Papst Urbans Plan

Im Namen Christus gegen islamische Bedrohung

Im Jahr 1096 formieren sich Truppen in allen Teilen Westeuropas, vor allem in Frankreich und Deutschland. Gottfried von Bouillon, der angesehene Herzog von Niederlothringen, übernimmt die Führung eines militärischen Mammutprojektes.

Mit mehr als 60.000 Mann will er nach Palästina ziehen, um Jerusalem von den moslemischen Machthabern für die Christenheit zurückzuerobern. Gottfried ist ein erfahrener Heerführer. Er gilt als fromm und Freund der römischen Kirche.

Zerrüttetes Europa

Am Vorabend der Kreuzzüge ist die römische Kirche die einzige ordnende Kraft in einem durch Kriege und Intrigen zerrütteten Europa. Die Menschen sind tief durchdrungen vom christlichen Glauben. Sie hören auf die geistlichen Oberhirten. Doch der Kirche fehlt die politische Macht, Veränderungen zu erzwingen. Da wird im März des Jahres 1088 mit Urban II. ein neuer Papst gewählt. Der gebürtige Franzose mit feinem Gespür für soziale und religiöse Strömungen will die Kirche wieder zu einem bedeutenden internationalen Faktor formen. Nur wie?

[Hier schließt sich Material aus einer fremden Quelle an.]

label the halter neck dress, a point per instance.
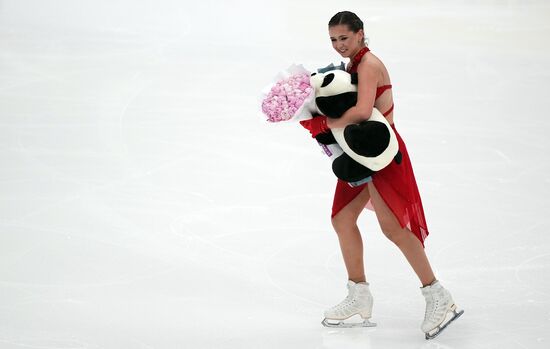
(395, 183)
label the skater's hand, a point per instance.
(316, 126)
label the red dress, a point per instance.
(395, 183)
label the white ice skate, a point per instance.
(358, 301)
(440, 310)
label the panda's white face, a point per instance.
(332, 83)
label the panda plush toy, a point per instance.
(368, 146)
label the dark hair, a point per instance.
(348, 18)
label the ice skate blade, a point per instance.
(456, 315)
(342, 324)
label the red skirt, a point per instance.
(397, 187)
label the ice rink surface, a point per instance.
(144, 202)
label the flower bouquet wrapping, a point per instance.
(291, 97)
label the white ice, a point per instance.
(144, 203)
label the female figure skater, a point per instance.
(392, 192)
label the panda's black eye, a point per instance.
(328, 79)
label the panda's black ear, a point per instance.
(354, 78)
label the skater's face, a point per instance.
(344, 41)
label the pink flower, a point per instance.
(286, 98)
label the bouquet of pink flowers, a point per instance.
(290, 97)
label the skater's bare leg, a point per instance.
(349, 236)
(403, 238)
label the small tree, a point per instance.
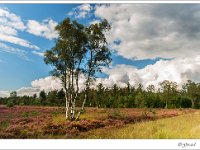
(79, 50)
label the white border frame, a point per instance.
(114, 144)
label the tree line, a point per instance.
(167, 96)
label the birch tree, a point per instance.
(79, 50)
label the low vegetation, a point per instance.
(49, 122)
(179, 127)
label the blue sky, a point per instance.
(17, 72)
(141, 35)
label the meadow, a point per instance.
(39, 122)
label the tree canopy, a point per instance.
(79, 50)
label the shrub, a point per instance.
(10, 103)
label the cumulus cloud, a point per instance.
(81, 11)
(153, 30)
(9, 49)
(10, 19)
(176, 70)
(44, 29)
(47, 84)
(28, 91)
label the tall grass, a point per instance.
(180, 127)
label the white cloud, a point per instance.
(81, 11)
(17, 41)
(10, 49)
(10, 19)
(153, 30)
(47, 84)
(28, 91)
(177, 70)
(38, 53)
(44, 29)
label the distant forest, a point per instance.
(168, 96)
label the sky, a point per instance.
(150, 43)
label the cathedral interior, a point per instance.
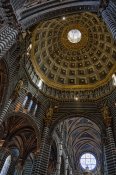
(57, 87)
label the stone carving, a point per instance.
(49, 115)
(106, 115)
(17, 89)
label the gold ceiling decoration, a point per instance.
(65, 65)
(74, 46)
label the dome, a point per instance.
(87, 61)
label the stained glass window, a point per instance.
(88, 160)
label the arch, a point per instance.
(31, 121)
(97, 120)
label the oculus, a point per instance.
(74, 36)
(88, 160)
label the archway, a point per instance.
(81, 136)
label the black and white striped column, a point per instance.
(59, 158)
(110, 152)
(110, 22)
(8, 37)
(41, 162)
(2, 116)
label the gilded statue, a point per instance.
(49, 115)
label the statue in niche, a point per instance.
(87, 172)
(49, 114)
(17, 89)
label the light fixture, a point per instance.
(114, 79)
(63, 18)
(40, 84)
(76, 98)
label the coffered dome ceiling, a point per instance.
(63, 64)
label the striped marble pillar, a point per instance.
(59, 158)
(11, 169)
(42, 158)
(28, 167)
(5, 155)
(8, 37)
(110, 22)
(13, 97)
(110, 149)
(66, 166)
(5, 111)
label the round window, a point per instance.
(88, 160)
(74, 36)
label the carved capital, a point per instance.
(49, 115)
(17, 89)
(106, 115)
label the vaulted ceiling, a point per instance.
(64, 65)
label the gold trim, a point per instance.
(74, 46)
(67, 86)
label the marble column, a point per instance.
(66, 165)
(42, 158)
(110, 22)
(8, 37)
(59, 158)
(13, 97)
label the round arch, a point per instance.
(98, 121)
(31, 122)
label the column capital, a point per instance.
(49, 115)
(17, 89)
(106, 115)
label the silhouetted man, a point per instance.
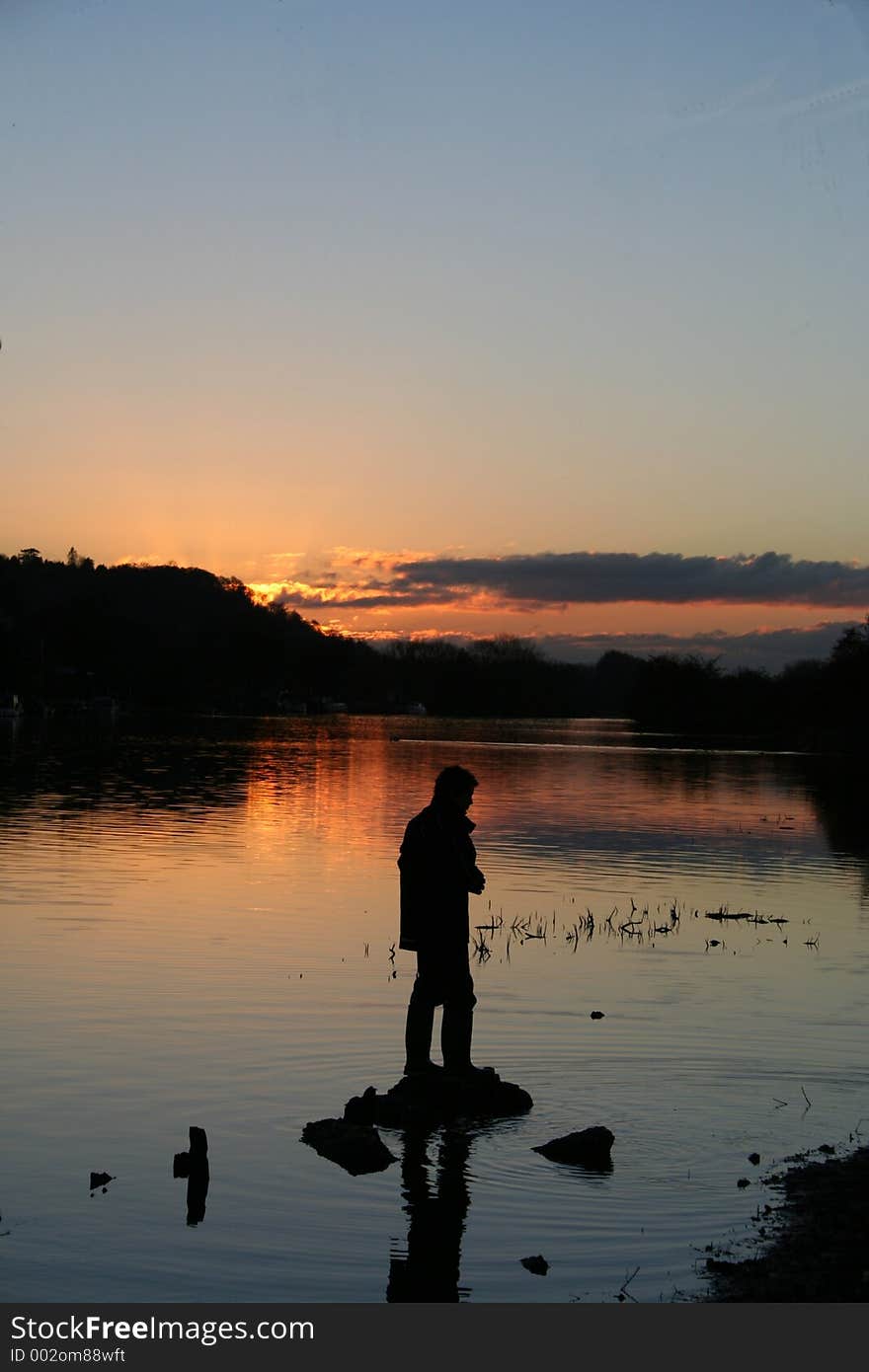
(438, 870)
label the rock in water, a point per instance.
(356, 1147)
(587, 1149)
(433, 1100)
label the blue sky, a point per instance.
(285, 284)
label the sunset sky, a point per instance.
(475, 317)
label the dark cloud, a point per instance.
(549, 580)
(664, 577)
(760, 649)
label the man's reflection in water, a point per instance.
(436, 1216)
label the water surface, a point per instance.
(199, 928)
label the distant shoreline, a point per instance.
(817, 1252)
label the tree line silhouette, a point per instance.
(186, 640)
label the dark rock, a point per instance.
(356, 1147)
(432, 1100)
(587, 1149)
(198, 1157)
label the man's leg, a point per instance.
(457, 1027)
(428, 994)
(418, 1029)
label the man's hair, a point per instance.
(452, 781)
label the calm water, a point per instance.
(198, 931)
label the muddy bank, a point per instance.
(815, 1245)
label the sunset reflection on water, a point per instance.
(200, 928)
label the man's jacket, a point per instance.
(438, 869)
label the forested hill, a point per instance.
(182, 639)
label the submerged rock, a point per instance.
(356, 1147)
(197, 1160)
(435, 1098)
(587, 1147)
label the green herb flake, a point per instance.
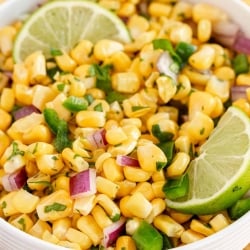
(55, 207)
(21, 221)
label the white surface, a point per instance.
(234, 237)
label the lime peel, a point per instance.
(221, 193)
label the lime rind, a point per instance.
(49, 33)
(228, 187)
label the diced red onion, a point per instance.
(14, 181)
(164, 64)
(98, 139)
(83, 184)
(112, 232)
(238, 92)
(25, 111)
(124, 160)
(242, 44)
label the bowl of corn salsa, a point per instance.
(61, 123)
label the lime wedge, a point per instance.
(220, 175)
(62, 24)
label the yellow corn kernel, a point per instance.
(89, 118)
(200, 126)
(225, 73)
(50, 163)
(218, 87)
(60, 227)
(36, 65)
(125, 242)
(138, 205)
(75, 236)
(125, 188)
(190, 236)
(81, 53)
(204, 30)
(200, 101)
(137, 25)
(181, 10)
(127, 9)
(6, 204)
(54, 206)
(101, 217)
(243, 79)
(166, 88)
(39, 228)
(203, 58)
(61, 183)
(105, 48)
(7, 99)
(181, 33)
(178, 165)
(4, 142)
(57, 105)
(195, 76)
(183, 144)
(158, 206)
(183, 87)
(159, 9)
(157, 189)
(124, 148)
(22, 198)
(243, 104)
(112, 171)
(22, 222)
(39, 133)
(168, 226)
(200, 227)
(124, 208)
(204, 10)
(146, 189)
(74, 161)
(88, 226)
(65, 62)
(219, 222)
(20, 74)
(126, 82)
(106, 186)
(136, 174)
(180, 217)
(40, 181)
(5, 120)
(49, 237)
(108, 205)
(149, 156)
(84, 205)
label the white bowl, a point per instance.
(234, 237)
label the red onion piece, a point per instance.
(98, 139)
(112, 232)
(238, 92)
(124, 160)
(14, 181)
(242, 44)
(25, 111)
(83, 184)
(164, 64)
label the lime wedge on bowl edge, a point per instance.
(62, 24)
(220, 175)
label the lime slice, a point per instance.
(220, 175)
(62, 24)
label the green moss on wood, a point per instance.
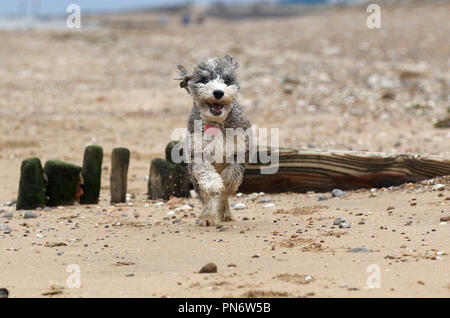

Der Silberstreif am Horizont erscheint ihm anno Domini 1095 in Person eines Boten des byzantinischen Kaisers. Am Bosporus braut sich etwas zusammen. Wie ein Tornado überrennen die islamischen Seldschuken seit einigen Jahren den Orient. Die schlagkräftigen Heere haben mit ihren gefürchteten Reiterscharen bereits Persien erobert und Palästina gestürmt. Auch der byzantinische Kaiser Alexios I. musste ihnen große Teile seines Reiches überlassen.

Bruder im Glauben

Als Herrscher des christlichen Konstantinopel sieht sich Alexios angesichts der heraufziehenden Gefahr zum Handeln gezwungen. Das einst mächtige byzantinische Imperium, hervorgegangen aus der Osthälfte des zerfallenen Römischen Reiches, ist durch pausenlose Verteidigungskriege nahezu ausgeblutet. Der Kaiser braucht einen starken Verbündeten. Er bittet Papst Urban II. als Bruder im Glauben um Hilfe gegen die islamische Bedrohung. In der misslichen Lage des Kaisers erkennt der römische Oberhirte sofort die Chance, lange angepeilten politischen Zielen näher zu kommen. Unter dem Vorwand der christlichen Bruderhilfe würde er seinen eigenen Krieg gegen den Islam führen - einen Kreuzzug.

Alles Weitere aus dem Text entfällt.